The proteins of bacteria and the proteins of humans are the same. In fact it has recently been found that the protein-making machinery in the bacteria can be given orders from material from the red cells to produce red cell proteins. So close is life to life. The universality of the deep chemistry of living things is indeed a fantastic and beautiful thing. And all the time we human beings have been too proud even to recognize our kinship with the animals.

Or there are the atoms. Beautiful—mile upon mile of one ball after another ball in some repeating pattern in a crystal. Things that look quiet and still, like a glass of water with a covered top that has been sitting for several days, are active all the time; the atoms are leaving the surface, bouncing around inside, and coming back. What looks still to our crude eyes is a wild and dynamic dance.

And, again, it has been discovered that all the world is made of the same atoms, that the stars are of the same stuff as ourselves. It then becomes a question of where our stuff came from. Not just where did life come from, or where did the earth come from, but where did the stuff of life and of the earth come from? It looks as if it was belched from some exploding star, much as some of the stars are exploding now. So this piece of dirt waits four and a half billion years and evolves and changes, and now a strange creature stands here with instruments and talks to the strange creatures in the audience. What a wonderful world!

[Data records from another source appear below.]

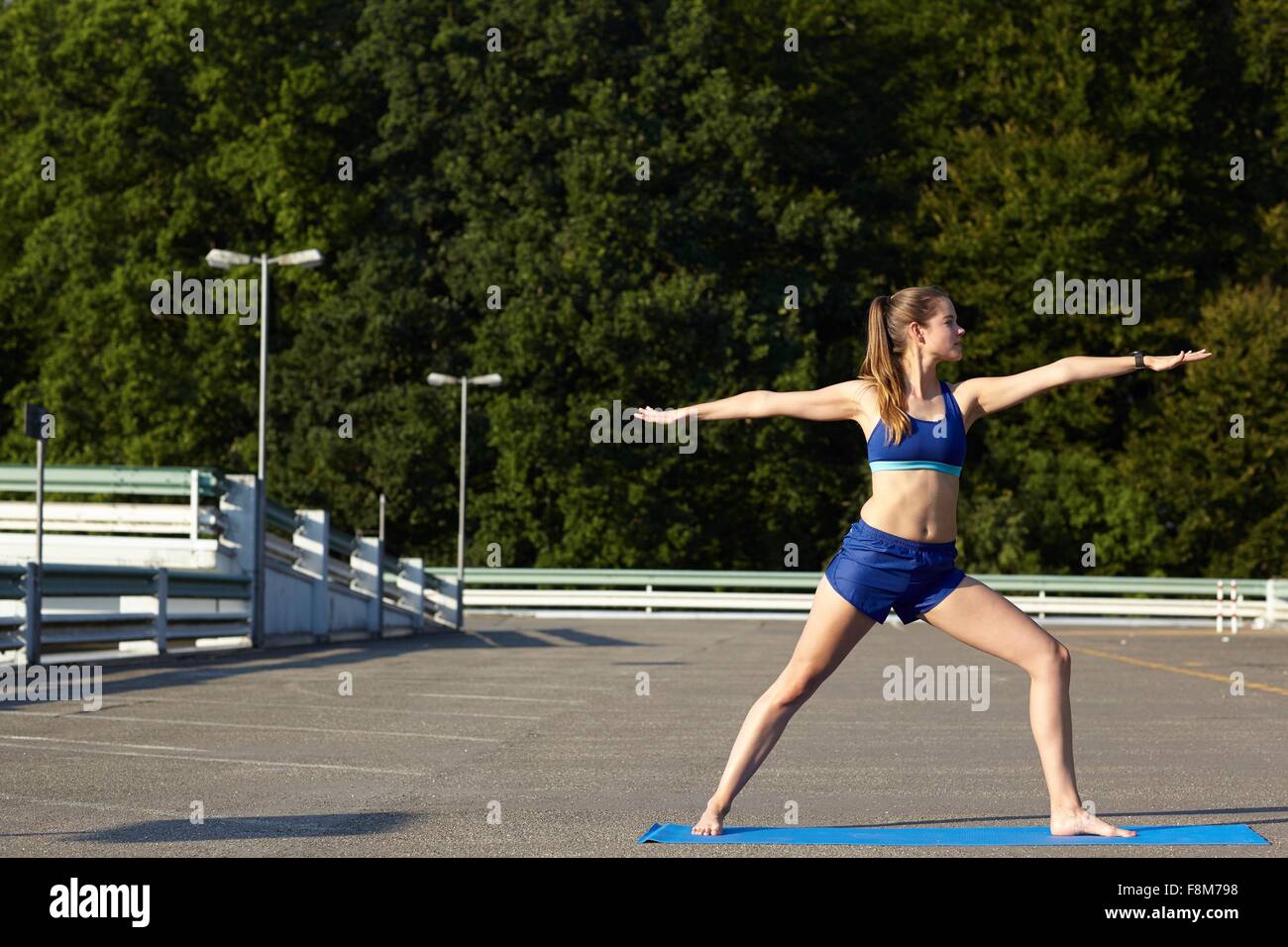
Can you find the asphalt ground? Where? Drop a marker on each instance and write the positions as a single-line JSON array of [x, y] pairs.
[[571, 737]]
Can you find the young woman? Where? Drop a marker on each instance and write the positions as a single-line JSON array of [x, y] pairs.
[[902, 552]]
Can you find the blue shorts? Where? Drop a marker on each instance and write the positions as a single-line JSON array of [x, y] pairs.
[[876, 570]]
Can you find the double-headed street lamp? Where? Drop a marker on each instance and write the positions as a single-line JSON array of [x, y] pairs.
[[226, 260], [485, 381]]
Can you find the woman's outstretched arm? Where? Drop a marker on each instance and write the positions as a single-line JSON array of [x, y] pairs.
[[992, 394], [836, 402]]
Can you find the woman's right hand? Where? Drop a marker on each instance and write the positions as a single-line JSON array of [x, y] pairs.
[[657, 415]]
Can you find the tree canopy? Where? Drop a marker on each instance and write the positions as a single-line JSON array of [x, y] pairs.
[[518, 167]]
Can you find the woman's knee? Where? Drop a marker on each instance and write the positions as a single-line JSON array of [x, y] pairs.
[[1055, 659], [795, 685]]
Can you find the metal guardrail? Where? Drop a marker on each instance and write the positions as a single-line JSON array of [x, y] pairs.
[[153, 480], [62, 625], [323, 579], [709, 592]]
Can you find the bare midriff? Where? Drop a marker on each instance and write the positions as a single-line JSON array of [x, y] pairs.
[[917, 505]]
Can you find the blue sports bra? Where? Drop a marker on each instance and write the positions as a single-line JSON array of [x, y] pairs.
[[921, 450]]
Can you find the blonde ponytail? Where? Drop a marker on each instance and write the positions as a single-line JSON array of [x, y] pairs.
[[888, 329]]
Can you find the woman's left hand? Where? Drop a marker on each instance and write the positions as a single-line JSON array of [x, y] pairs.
[[1167, 363]]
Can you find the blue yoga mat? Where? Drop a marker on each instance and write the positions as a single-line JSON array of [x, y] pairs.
[[1225, 834]]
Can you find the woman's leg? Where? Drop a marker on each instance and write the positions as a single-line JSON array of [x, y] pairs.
[[978, 616], [832, 629]]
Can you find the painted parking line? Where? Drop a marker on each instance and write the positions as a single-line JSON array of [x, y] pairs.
[[346, 707], [101, 715], [496, 697], [81, 804], [215, 759], [1173, 669]]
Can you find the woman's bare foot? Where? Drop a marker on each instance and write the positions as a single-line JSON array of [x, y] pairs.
[[1082, 822], [712, 819]]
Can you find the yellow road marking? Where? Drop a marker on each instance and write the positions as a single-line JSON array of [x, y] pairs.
[[1159, 667]]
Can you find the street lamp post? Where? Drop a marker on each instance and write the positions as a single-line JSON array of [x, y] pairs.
[[485, 381], [226, 260]]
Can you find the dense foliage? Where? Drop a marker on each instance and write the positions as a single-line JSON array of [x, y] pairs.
[[768, 169]]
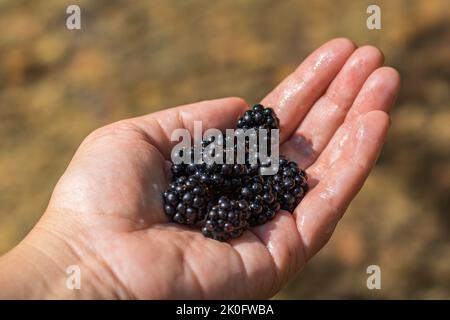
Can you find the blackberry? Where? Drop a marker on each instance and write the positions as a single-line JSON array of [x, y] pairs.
[[185, 200], [224, 200], [258, 118], [227, 219]]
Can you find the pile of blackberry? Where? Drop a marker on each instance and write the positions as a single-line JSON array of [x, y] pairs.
[[224, 200]]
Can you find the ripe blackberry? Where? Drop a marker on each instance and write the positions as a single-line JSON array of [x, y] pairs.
[[290, 183], [227, 219], [185, 200], [225, 200], [258, 118]]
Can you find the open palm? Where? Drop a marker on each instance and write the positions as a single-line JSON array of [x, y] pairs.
[[333, 112]]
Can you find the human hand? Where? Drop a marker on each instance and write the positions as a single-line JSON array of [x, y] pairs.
[[106, 212]]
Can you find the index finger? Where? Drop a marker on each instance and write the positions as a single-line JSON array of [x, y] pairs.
[[295, 95]]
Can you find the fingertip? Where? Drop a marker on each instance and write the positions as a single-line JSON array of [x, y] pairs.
[[372, 53], [341, 42]]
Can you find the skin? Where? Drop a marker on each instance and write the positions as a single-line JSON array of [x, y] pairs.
[[106, 216]]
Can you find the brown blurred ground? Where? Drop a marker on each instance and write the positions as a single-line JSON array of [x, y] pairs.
[[135, 57]]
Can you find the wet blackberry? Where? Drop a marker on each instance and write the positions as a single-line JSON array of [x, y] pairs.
[[227, 219], [258, 118], [224, 200], [290, 183], [185, 200]]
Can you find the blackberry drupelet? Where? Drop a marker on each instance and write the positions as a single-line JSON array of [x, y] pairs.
[[258, 118], [224, 200], [227, 219]]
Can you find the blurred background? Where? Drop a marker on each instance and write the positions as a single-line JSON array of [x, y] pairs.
[[136, 57]]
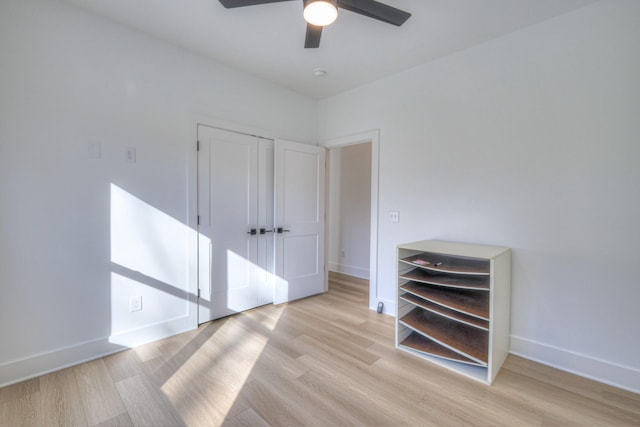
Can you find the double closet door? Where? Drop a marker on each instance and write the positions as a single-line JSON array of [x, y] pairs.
[[261, 221]]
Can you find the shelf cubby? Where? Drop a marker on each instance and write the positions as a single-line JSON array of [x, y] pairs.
[[453, 305]]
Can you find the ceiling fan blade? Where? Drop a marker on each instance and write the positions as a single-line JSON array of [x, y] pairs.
[[240, 3], [312, 39], [376, 10]]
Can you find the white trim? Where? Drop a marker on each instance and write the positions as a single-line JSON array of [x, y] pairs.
[[372, 136], [40, 364], [616, 375]]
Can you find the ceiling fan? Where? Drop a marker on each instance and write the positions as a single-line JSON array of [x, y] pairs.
[[319, 13]]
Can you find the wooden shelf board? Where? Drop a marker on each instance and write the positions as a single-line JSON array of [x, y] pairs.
[[469, 282], [467, 340], [422, 344], [446, 312], [468, 302], [449, 264]]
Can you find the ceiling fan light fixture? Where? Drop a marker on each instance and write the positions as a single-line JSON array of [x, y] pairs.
[[320, 12]]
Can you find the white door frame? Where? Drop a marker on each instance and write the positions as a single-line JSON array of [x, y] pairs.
[[192, 197], [372, 137]]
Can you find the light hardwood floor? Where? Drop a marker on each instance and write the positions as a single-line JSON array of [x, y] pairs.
[[322, 361]]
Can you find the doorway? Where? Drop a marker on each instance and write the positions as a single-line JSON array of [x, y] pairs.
[[345, 252]]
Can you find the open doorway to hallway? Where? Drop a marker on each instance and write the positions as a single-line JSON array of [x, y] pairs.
[[349, 210]]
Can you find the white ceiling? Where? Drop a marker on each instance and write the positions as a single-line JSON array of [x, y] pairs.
[[267, 40]]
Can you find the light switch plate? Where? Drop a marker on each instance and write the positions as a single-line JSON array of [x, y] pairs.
[[95, 150], [130, 154]]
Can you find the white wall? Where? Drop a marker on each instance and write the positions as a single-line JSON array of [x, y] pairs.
[[79, 236], [530, 141], [350, 209]]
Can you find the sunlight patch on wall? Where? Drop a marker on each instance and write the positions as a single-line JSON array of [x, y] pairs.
[[149, 281]]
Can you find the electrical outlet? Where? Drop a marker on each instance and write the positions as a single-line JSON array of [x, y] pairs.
[[130, 154], [135, 303]]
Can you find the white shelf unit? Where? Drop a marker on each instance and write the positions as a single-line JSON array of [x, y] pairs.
[[453, 305]]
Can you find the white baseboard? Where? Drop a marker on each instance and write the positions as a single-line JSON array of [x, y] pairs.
[[362, 273], [33, 366], [624, 377]]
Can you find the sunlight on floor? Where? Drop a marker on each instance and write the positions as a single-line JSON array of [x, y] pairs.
[[205, 389]]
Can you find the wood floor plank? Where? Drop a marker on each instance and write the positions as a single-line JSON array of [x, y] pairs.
[[98, 392], [324, 360], [145, 404], [123, 365], [247, 418], [61, 404]]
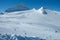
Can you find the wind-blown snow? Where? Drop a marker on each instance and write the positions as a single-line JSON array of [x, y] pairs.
[[41, 23]]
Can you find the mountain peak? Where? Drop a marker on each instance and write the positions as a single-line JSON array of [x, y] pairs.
[[42, 10]]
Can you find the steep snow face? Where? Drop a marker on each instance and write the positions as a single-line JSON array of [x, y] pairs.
[[42, 10], [32, 23]]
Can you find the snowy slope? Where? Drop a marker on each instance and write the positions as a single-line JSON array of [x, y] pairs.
[[41, 23]]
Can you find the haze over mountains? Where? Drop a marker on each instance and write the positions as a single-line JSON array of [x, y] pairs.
[[20, 7]]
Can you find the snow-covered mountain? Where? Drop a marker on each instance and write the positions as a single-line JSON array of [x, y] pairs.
[[42, 23]]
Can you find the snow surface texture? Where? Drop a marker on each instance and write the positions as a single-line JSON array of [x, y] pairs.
[[42, 23]]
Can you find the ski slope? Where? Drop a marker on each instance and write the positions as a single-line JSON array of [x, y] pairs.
[[43, 23]]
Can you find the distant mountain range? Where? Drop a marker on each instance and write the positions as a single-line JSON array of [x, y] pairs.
[[20, 7]]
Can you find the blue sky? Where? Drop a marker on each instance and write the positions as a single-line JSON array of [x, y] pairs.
[[49, 4]]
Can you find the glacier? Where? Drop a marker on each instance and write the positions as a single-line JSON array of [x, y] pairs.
[[42, 23]]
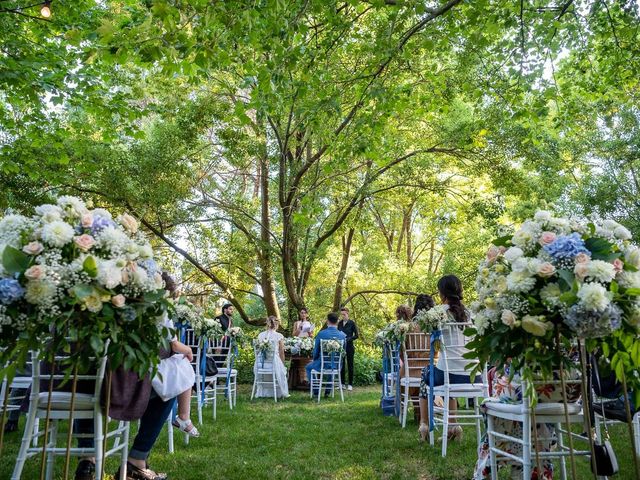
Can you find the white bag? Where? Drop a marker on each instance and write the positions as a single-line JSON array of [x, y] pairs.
[[174, 376]]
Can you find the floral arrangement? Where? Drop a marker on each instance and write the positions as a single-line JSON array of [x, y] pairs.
[[299, 346], [558, 278], [207, 327], [69, 271], [186, 313], [432, 319], [332, 346]]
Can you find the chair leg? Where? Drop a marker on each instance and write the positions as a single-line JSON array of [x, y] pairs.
[[563, 463], [493, 460], [170, 433], [98, 439], [526, 446], [125, 452], [51, 458], [27, 437]]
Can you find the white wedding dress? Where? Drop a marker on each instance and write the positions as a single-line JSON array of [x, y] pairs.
[[266, 390]]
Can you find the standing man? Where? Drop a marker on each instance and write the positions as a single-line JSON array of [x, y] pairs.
[[349, 328], [225, 318]]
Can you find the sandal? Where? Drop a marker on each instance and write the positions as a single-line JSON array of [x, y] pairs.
[[183, 425]]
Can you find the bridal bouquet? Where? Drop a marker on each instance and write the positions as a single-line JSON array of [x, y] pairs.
[[72, 274], [432, 319], [557, 277], [207, 327]]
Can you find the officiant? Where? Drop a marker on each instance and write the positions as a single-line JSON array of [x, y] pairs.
[[350, 329]]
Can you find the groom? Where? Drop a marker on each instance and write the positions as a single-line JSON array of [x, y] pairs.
[[329, 333]]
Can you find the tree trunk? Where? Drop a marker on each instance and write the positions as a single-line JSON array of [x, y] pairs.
[[264, 258], [346, 253]]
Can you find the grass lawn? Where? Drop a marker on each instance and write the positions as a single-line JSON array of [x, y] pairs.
[[299, 439]]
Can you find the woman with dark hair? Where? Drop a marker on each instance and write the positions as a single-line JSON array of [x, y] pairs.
[[450, 291]]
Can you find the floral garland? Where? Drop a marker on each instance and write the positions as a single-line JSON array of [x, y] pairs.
[[69, 272]]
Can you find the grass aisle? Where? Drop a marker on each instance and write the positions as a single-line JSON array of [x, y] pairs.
[[299, 439]]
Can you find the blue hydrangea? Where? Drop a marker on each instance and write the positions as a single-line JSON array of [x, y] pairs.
[[566, 247], [100, 223], [592, 324], [10, 291]]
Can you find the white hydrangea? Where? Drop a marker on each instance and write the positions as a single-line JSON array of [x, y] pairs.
[[628, 279], [594, 297], [109, 273], [520, 282], [40, 292], [512, 254], [600, 271], [57, 233], [550, 294]]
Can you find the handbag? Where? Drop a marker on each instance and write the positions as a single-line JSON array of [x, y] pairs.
[[174, 376], [605, 462], [211, 368]]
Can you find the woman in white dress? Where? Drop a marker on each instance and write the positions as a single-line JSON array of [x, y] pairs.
[[303, 327], [277, 348]]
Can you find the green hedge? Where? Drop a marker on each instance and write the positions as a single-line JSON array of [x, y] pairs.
[[368, 362]]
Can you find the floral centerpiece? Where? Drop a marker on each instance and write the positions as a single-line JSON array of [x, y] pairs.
[[557, 278], [299, 346], [72, 274]]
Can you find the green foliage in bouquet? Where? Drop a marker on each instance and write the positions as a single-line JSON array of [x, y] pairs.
[[553, 282], [71, 275]]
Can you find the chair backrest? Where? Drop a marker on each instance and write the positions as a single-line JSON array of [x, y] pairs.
[[331, 360], [415, 354], [58, 376]]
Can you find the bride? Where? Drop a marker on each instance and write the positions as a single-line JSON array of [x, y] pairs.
[[277, 347]]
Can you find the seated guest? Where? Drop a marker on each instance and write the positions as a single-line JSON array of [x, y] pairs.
[[450, 290], [329, 333], [505, 391], [303, 326], [277, 346]]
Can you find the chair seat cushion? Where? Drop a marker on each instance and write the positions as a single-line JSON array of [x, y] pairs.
[[62, 401], [541, 408]]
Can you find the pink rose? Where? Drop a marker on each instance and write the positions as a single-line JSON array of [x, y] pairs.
[[581, 270], [582, 258], [118, 301], [84, 242], [546, 270], [547, 237], [86, 220], [33, 248], [35, 272], [618, 266]]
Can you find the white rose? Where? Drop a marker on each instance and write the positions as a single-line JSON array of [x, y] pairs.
[[57, 233], [512, 254], [542, 216], [632, 257], [508, 318], [594, 297], [622, 233]]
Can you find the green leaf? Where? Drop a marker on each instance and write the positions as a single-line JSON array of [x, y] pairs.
[[90, 266], [15, 261]]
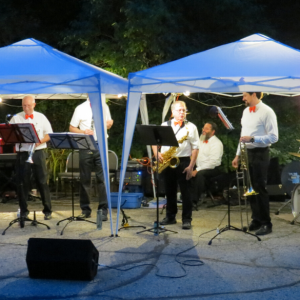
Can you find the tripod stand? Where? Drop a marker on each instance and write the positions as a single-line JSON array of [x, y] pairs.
[[125, 224], [158, 136], [17, 134], [228, 126], [72, 141]]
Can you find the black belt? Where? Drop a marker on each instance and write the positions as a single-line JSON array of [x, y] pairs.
[[258, 149]]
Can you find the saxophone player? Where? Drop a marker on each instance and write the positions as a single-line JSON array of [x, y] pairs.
[[259, 131], [187, 152]]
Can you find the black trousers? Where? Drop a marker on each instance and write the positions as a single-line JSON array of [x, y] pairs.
[[199, 182], [258, 165], [172, 178], [90, 161], [39, 170]]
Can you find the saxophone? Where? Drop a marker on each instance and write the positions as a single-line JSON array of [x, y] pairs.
[[248, 189], [169, 158]]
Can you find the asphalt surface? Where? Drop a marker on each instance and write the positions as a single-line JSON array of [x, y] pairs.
[[169, 266]]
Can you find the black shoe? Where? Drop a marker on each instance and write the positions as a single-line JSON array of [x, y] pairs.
[[168, 221], [186, 225], [84, 216], [25, 215], [264, 229], [47, 216], [254, 225]]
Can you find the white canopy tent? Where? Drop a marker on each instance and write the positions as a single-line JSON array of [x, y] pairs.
[[32, 67], [252, 64]]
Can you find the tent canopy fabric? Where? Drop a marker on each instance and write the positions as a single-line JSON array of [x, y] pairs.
[[254, 63], [51, 71], [32, 67]]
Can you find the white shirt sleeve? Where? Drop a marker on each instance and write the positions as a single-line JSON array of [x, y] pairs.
[[47, 128], [194, 140]]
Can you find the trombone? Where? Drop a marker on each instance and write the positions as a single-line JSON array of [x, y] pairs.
[[244, 174]]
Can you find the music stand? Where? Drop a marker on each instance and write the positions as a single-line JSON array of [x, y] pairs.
[[157, 136], [23, 133], [229, 128], [72, 141]]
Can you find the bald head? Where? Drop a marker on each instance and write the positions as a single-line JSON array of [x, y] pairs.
[[28, 104]]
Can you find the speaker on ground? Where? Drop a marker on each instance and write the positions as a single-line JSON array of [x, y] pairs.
[[62, 259]]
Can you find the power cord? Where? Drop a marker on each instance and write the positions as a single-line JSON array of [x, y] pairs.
[[188, 262]]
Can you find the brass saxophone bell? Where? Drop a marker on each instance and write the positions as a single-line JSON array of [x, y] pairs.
[[174, 162], [250, 192]]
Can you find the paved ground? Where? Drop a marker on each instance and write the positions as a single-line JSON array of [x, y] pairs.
[[235, 266]]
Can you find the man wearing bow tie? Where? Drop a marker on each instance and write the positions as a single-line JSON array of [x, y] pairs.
[[187, 153], [89, 160], [208, 160], [259, 131], [43, 128]]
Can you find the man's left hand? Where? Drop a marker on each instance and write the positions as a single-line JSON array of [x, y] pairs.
[[245, 139], [189, 172]]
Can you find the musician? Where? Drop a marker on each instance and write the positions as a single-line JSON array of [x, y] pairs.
[[259, 131], [187, 153], [82, 122], [208, 160], [39, 169]]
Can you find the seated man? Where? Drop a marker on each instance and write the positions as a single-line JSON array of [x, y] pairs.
[[208, 160]]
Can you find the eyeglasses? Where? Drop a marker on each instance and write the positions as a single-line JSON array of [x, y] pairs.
[[181, 110]]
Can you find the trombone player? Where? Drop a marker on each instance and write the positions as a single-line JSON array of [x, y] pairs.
[[259, 131], [38, 165]]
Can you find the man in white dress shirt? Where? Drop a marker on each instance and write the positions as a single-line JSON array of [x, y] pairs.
[[208, 160], [259, 131], [89, 160], [187, 153], [43, 128]]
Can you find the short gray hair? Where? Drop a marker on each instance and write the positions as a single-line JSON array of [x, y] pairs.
[[177, 103]]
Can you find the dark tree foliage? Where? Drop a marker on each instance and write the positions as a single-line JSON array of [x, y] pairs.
[[126, 36]]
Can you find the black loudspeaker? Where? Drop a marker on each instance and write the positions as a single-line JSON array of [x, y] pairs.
[[62, 259]]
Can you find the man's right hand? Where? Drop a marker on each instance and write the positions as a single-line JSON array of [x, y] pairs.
[[89, 132], [160, 157], [235, 162]]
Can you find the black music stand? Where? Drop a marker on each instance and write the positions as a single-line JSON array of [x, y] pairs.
[[23, 133], [72, 141], [157, 136], [228, 126]]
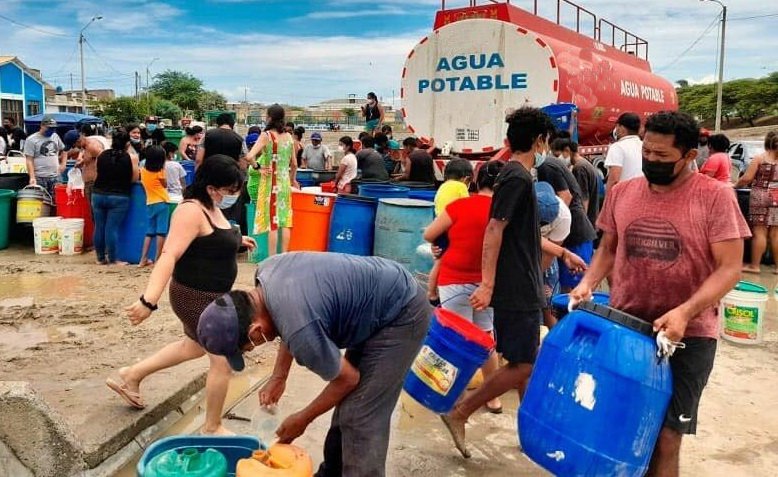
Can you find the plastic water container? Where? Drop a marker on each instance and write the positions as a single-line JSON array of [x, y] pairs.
[[311, 221], [559, 302], [75, 206], [742, 313], [281, 460], [597, 397], [6, 197], [452, 352], [383, 191], [233, 448], [71, 236], [422, 194], [32, 202], [399, 227], [189, 167], [352, 228], [132, 232], [46, 235]]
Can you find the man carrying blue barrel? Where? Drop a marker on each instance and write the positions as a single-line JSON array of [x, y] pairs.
[[672, 245]]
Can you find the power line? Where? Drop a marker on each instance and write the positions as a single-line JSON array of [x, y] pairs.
[[694, 43], [29, 27]]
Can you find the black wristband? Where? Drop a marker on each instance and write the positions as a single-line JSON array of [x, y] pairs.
[[147, 304]]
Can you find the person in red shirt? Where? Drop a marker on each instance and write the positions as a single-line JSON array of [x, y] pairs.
[[672, 245], [465, 221], [718, 164]]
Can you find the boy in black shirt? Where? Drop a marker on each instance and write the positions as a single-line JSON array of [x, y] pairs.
[[512, 281]]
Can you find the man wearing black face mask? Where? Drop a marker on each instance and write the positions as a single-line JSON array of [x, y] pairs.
[[672, 244]]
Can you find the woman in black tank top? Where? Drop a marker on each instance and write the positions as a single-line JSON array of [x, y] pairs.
[[200, 255]]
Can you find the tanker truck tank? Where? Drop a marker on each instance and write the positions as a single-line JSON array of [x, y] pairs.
[[459, 82]]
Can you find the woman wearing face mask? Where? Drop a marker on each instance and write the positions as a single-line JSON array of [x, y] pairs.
[[373, 113], [347, 171], [277, 168], [200, 255]]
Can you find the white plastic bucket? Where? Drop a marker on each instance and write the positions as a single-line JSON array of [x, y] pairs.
[[742, 313], [71, 236], [46, 235]]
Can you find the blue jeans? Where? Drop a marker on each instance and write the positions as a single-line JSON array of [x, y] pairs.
[[109, 212]]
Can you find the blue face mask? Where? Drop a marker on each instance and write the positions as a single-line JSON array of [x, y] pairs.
[[228, 201]]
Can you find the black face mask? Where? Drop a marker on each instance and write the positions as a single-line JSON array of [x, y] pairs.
[[660, 173]]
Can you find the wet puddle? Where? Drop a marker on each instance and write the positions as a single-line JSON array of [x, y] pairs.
[[24, 284]]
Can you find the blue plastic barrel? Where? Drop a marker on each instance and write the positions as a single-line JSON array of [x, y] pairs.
[[428, 195], [597, 397], [233, 448], [133, 229], [452, 352], [383, 191], [399, 227], [561, 115], [352, 226], [559, 302], [189, 167]]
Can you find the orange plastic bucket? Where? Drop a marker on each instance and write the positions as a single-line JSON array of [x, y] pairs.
[[311, 221]]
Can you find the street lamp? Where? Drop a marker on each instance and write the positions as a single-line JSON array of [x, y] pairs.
[[720, 92], [147, 74], [81, 50]]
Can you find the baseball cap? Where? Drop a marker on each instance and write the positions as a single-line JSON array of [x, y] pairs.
[[70, 139], [548, 205], [48, 120], [218, 331]]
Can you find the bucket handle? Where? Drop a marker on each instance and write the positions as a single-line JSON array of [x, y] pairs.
[[36, 186]]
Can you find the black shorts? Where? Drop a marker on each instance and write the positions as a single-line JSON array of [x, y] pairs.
[[691, 367], [517, 334]]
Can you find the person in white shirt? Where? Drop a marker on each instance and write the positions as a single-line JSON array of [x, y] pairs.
[[625, 157], [347, 171]]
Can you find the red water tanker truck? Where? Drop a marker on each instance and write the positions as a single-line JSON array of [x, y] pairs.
[[484, 59]]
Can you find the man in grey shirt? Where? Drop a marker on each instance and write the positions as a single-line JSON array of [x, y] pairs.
[[45, 154], [318, 304], [316, 156]]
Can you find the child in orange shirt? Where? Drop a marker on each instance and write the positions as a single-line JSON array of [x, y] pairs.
[[152, 176]]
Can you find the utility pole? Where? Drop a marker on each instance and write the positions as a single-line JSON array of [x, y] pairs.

Or take the physiology of human beings. It makes no difference what I talk about. If you look closely enough at anything, you will see that there is nothing more exciting than the truth, the pay dirt of the scientist, discovered by his painstaking efforts.

In physiology you can think of pumping blood, the exciting movements of a girl jumping a jump rope. What goes on inside? The blood pumping, the interconnecting nerves—how quickly the influences of the muscle nerves feed right back to the brain to say, “Now we have touched the ground, now increase the tension so I do not hurt the heels.” And as the girl dances up and down, there is another set of muscles that is fed from another set of nerves that says, “One, two, three, O’Leary, one, two, …” And while she does that, perhaps she smiles at the professor of physiology who is watching her. That is involved, too!

And then electricity The forces of attraction, of plus and minus, are so strong that in any normal substance all the plusses and minuses are carefully balanced out, everything pulled together with everything else. For a long time no one even noticed the phenomenon of electricity, except once in a while when they rubbed a piece of amber and it attracted a piece of paper. And yet today we find, by playing with these things, that we have a tremendous amount of machinery inside. Yet science is still not thoroughly appreciated.